15 April 2015 | bkoganbing
The swaggering villainy of Dan Duryea
If it wasn't for the stiffness of lead Tony Young this film would rate really high in Hollywood B western history. As it is He Rides Tall gives us a memorable performance by Dan Duryea, a real masterpiece of swaggering villainy reminiscent of his Waco Johnny Dean from Winchester 73.
He Rides Tall combines elements of High Noon and The Man From Laramie in its plot. Marshal Tony Young encounters Dan Duryea a guy he put away several years earlier out from prison and now foreman of R.G. Armstrong's spread. He and Armstrong's punk son are bringing the cattle to market in town, but the son played by Carl Reindel starts trouble and Young is forced to kill him.
That's when Duryea makes his move with Armstrong's young and scheming wife Jo Morrow. He also captures Young and leaves him with a crippled gun hand, the better to have him fall victim to any gunslinger who wants to try him, he thinks.
I can't say more because what happens afterward is really too good to spoil. You will absolutely love the desserts Jo Morrow gets.
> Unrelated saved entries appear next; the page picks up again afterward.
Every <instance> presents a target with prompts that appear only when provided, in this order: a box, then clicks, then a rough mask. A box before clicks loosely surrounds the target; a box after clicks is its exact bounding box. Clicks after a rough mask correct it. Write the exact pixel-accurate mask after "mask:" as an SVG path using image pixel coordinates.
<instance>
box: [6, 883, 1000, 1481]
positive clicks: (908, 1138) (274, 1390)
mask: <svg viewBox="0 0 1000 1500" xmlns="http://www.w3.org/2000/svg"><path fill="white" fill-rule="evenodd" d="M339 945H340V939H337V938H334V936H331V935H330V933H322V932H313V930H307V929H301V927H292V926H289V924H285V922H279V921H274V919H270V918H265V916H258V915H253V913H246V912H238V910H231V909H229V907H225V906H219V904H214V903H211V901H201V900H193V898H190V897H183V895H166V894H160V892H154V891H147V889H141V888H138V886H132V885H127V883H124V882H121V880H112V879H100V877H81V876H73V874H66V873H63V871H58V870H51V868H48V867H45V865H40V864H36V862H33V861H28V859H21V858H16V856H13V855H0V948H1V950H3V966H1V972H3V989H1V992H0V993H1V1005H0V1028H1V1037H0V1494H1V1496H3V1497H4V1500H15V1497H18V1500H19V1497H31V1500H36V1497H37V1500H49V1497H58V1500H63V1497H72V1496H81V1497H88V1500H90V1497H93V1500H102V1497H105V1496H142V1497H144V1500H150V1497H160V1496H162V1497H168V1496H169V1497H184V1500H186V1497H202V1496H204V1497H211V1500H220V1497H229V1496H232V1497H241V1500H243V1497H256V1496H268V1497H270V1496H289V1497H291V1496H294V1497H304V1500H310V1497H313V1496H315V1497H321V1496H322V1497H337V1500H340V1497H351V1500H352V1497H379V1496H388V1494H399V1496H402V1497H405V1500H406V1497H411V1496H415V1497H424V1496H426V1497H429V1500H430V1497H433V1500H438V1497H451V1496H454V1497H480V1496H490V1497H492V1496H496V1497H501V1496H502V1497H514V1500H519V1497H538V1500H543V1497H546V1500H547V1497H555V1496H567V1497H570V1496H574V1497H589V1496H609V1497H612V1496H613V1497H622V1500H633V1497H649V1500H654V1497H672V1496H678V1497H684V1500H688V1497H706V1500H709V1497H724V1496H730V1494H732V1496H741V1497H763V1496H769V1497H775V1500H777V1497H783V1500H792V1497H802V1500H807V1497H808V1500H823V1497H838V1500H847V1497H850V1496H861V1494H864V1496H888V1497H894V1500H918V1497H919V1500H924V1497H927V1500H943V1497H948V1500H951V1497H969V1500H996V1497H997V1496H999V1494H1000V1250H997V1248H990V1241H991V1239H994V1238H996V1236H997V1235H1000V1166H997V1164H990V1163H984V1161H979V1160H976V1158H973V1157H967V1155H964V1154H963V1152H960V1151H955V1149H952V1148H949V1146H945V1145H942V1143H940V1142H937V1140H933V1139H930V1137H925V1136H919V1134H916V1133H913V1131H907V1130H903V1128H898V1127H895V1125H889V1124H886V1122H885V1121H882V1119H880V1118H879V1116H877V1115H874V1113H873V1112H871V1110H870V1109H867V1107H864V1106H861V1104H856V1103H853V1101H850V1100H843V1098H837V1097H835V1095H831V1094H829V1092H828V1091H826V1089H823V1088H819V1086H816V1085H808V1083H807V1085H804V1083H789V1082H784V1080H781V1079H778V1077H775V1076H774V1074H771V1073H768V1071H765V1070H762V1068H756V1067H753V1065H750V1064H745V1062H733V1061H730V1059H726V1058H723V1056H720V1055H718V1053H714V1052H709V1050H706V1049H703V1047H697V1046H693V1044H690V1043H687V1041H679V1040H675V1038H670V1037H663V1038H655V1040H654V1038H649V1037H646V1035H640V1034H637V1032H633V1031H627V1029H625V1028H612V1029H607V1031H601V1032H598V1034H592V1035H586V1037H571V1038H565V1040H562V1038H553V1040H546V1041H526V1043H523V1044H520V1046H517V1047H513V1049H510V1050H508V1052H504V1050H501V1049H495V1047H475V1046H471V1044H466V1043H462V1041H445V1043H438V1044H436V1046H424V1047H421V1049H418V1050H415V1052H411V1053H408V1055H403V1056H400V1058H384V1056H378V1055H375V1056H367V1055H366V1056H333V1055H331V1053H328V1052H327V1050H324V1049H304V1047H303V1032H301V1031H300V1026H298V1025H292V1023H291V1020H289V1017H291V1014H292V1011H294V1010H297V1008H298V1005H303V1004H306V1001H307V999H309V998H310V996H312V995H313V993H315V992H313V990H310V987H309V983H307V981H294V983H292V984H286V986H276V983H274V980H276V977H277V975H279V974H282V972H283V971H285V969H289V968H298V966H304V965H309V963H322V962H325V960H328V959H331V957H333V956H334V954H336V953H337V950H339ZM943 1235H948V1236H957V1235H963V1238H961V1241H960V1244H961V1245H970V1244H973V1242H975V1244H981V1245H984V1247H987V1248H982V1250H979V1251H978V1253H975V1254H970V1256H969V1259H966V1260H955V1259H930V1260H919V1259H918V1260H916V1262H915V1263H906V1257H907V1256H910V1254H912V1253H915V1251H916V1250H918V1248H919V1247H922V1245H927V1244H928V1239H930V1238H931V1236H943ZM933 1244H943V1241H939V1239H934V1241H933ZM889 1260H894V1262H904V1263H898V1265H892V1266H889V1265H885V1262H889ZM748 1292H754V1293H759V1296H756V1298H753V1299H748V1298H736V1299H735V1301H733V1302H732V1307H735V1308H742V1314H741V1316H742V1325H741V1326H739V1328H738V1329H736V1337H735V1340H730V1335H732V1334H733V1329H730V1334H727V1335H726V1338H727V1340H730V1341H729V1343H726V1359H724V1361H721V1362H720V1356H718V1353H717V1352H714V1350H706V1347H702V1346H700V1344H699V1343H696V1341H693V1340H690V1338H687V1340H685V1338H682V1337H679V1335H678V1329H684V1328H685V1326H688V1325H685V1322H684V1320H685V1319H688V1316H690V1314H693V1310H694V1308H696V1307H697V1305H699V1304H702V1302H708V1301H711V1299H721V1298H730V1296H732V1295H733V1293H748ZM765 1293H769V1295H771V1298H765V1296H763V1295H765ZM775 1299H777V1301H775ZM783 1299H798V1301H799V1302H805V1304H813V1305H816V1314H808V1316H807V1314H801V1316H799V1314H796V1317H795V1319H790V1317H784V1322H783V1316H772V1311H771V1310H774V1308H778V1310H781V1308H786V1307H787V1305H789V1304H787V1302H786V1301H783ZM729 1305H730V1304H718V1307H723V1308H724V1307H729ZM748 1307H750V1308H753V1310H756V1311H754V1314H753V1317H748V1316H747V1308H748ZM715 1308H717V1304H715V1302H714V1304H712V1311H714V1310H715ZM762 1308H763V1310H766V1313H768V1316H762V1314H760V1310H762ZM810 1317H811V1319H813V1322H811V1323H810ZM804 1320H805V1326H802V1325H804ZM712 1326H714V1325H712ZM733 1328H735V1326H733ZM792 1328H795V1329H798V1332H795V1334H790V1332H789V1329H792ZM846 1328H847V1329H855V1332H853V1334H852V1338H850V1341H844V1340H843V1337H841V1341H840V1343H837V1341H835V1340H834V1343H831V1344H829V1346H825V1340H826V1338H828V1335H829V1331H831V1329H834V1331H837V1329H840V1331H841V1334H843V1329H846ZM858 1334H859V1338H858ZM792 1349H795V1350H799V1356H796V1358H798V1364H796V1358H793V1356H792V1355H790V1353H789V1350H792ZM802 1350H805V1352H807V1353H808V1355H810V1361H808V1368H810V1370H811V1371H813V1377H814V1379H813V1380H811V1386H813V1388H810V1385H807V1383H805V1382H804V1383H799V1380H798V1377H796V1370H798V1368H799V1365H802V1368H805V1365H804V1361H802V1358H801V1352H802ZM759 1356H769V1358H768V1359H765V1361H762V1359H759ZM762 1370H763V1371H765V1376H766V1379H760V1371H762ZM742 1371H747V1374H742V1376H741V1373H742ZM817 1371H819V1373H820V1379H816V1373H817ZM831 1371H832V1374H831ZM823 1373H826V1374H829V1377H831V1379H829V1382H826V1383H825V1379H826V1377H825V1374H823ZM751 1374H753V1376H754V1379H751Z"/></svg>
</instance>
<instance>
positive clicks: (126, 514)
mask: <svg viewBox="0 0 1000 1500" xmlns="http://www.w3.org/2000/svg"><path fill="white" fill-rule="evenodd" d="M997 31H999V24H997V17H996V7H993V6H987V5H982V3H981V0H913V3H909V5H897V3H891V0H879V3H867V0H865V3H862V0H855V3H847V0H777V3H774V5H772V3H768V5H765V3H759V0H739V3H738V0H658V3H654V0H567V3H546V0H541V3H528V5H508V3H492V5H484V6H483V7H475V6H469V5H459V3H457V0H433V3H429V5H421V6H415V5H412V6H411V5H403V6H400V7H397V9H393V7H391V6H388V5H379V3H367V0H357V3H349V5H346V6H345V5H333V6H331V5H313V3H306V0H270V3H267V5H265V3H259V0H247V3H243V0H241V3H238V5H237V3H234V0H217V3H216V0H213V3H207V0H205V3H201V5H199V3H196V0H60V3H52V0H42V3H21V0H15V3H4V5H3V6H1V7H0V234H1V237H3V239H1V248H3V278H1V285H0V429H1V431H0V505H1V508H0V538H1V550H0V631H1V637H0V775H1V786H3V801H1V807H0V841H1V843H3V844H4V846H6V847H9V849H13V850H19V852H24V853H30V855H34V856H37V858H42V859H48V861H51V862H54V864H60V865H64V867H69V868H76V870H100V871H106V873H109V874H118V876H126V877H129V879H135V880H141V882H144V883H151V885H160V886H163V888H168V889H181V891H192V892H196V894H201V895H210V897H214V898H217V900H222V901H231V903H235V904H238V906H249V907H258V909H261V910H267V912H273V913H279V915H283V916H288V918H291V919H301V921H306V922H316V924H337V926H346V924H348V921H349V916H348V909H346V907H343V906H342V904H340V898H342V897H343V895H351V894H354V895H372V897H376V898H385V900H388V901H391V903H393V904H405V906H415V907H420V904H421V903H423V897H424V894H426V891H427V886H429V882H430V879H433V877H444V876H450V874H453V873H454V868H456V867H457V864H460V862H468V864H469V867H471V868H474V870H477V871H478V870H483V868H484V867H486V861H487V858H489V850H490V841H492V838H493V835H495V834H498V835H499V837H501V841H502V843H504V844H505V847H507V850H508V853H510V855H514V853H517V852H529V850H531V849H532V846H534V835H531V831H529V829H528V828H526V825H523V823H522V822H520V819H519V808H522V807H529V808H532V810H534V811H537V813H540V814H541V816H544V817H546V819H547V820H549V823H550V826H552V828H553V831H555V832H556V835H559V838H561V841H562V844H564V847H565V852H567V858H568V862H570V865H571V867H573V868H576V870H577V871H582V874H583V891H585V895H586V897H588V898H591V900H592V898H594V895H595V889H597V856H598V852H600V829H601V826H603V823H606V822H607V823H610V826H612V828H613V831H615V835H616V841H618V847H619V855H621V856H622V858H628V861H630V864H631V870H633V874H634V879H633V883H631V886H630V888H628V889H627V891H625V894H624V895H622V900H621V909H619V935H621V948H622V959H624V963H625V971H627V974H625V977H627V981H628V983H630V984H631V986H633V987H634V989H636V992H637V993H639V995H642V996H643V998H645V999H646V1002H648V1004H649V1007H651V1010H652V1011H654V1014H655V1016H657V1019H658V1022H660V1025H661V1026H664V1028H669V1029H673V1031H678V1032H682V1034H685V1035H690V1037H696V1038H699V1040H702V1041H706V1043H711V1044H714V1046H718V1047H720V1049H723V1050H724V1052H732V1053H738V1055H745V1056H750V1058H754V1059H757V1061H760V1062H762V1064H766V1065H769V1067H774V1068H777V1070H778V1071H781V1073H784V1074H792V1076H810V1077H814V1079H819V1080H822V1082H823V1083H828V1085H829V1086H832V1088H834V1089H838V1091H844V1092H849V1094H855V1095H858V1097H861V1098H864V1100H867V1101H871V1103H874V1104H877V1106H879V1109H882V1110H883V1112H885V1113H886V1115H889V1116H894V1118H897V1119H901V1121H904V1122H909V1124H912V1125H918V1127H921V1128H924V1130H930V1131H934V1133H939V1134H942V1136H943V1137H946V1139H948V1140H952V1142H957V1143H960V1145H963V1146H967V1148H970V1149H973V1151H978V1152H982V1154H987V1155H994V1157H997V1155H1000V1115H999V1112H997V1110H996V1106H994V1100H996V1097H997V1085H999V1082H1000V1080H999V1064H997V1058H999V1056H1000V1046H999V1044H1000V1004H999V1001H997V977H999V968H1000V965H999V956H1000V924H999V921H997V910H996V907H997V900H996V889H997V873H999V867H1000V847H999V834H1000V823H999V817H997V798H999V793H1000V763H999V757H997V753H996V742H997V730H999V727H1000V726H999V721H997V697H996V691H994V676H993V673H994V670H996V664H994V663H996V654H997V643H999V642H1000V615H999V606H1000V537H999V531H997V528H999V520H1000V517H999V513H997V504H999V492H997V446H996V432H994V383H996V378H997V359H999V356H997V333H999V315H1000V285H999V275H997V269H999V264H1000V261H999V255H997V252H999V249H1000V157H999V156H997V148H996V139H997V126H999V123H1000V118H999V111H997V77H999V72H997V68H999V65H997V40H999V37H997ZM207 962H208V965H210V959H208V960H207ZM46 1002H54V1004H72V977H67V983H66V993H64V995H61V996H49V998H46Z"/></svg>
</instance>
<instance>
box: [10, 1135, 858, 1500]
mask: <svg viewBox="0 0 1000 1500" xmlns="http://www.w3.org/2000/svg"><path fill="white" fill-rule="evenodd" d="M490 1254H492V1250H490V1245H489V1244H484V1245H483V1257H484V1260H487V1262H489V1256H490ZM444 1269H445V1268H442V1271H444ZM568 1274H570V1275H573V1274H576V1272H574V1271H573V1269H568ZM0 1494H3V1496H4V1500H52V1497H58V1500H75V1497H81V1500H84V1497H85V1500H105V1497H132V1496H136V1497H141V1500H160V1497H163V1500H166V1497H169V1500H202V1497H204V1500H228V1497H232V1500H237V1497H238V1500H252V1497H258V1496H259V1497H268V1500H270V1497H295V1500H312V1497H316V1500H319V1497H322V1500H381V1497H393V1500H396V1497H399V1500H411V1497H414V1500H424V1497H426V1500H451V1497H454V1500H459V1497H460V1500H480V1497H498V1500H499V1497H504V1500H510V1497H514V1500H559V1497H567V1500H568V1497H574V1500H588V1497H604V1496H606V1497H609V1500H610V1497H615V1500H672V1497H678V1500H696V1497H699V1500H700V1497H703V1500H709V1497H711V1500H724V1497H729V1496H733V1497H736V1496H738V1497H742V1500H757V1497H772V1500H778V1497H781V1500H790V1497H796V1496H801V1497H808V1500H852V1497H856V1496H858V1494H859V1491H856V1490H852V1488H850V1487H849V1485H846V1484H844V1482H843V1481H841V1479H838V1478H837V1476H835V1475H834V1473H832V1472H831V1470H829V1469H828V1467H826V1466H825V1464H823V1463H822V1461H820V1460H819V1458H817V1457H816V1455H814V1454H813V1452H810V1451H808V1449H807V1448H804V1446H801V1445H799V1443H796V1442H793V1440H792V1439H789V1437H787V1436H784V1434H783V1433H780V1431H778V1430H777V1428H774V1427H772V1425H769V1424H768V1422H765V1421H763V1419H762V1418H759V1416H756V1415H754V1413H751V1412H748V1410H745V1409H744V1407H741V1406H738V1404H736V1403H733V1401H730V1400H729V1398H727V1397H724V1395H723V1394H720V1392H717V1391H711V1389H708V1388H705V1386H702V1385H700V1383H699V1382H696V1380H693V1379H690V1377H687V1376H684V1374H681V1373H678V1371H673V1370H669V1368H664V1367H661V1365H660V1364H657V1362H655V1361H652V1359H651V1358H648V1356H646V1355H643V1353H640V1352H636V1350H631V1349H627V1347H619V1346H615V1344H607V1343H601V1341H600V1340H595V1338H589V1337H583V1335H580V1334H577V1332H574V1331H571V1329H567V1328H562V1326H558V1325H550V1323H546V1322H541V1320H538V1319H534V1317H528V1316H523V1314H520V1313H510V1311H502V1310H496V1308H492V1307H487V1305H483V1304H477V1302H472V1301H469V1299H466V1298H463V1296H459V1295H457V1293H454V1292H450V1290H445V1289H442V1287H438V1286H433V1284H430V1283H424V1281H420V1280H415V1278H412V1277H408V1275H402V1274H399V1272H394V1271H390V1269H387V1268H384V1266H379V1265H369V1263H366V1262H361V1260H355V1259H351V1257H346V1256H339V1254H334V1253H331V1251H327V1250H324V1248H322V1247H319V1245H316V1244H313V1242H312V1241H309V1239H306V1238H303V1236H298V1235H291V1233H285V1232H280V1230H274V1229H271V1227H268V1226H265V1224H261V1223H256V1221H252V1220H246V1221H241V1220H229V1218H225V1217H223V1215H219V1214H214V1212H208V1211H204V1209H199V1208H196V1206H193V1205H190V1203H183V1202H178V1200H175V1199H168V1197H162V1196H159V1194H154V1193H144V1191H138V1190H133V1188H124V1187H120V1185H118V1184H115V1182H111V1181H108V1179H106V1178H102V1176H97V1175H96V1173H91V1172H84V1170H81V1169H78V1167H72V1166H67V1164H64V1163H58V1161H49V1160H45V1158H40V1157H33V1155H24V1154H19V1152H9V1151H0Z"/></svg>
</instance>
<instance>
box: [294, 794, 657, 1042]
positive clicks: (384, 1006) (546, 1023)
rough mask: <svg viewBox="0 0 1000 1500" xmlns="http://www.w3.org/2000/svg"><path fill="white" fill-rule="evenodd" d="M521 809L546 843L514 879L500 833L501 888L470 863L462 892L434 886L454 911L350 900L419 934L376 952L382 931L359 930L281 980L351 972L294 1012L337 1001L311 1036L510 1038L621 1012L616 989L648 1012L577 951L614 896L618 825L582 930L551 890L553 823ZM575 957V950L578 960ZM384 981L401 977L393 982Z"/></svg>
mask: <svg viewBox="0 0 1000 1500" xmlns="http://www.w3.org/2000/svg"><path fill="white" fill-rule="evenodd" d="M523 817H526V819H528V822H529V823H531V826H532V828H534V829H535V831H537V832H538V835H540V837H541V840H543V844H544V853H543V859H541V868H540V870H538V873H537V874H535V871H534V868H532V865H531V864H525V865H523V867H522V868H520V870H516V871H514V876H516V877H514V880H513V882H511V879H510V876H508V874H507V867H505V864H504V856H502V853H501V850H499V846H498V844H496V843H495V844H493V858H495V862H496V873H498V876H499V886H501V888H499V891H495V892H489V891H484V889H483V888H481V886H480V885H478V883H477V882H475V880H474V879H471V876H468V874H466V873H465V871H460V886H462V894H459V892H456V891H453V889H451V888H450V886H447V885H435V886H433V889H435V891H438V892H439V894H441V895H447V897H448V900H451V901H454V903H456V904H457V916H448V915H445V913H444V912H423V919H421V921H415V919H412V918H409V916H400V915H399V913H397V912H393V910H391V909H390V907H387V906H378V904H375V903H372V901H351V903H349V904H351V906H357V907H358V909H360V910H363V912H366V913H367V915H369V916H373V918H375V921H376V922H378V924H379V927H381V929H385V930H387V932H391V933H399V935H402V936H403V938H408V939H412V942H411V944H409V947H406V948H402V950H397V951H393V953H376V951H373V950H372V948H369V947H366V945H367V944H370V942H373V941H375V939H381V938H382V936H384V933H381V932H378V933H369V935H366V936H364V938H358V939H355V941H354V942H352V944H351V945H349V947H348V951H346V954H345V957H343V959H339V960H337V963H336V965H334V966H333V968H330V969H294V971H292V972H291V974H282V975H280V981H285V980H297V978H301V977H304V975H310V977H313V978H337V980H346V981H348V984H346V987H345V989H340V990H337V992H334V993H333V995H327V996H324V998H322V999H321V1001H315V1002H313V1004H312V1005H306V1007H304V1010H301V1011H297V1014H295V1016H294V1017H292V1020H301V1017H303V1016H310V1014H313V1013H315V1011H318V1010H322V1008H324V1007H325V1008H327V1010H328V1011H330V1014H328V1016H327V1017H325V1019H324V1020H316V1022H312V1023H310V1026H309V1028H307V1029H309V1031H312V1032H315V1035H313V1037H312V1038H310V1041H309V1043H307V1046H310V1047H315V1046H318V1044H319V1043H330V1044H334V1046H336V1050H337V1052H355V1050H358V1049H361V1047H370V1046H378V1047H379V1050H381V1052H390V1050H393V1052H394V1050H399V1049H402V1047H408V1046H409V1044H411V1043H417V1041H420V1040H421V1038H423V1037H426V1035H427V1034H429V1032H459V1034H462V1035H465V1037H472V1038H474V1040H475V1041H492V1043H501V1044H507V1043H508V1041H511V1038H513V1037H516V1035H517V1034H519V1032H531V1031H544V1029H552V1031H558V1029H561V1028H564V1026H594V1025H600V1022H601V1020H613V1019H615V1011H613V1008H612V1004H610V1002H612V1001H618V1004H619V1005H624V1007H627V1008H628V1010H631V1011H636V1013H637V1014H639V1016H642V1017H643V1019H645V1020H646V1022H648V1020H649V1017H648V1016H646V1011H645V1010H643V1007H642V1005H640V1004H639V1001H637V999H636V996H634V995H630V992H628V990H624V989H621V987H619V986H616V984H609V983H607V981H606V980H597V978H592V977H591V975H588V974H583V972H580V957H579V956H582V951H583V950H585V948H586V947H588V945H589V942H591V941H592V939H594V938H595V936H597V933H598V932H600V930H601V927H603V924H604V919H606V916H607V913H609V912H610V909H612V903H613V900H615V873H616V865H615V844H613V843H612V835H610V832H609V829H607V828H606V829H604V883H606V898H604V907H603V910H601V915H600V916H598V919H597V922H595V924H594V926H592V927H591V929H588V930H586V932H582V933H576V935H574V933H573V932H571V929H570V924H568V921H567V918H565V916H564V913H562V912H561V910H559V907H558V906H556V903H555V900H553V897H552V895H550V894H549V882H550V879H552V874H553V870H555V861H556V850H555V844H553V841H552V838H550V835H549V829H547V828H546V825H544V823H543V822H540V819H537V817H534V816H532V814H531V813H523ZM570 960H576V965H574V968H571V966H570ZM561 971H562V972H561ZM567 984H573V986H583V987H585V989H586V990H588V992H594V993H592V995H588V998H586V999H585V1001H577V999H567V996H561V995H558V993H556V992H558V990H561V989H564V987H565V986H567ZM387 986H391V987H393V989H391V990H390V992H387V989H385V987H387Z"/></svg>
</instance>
The other female part in He Rides Tall is Madelyn Rhue playing the Kitty Russell type saloon owner and fiancé of Marshal Young. He's supposed to be getting married to her, but all this business postpones the wedding. Unlike Grace Kelly in High Noon, Rhue has no Quaker scruples about violence when she aids her man in getting rid of one of Duryea's henchmen.
There's also an unusual part for Joel Fluellen as a doctor. Not too many black actors back then were cast as professional men. He's R.G. Armstrong's physician and he has an important function in this film.
I'm agreeing with the comment made by one viewer in that this could have been a film meant for Audie Murphy. Too bad he didn't do it.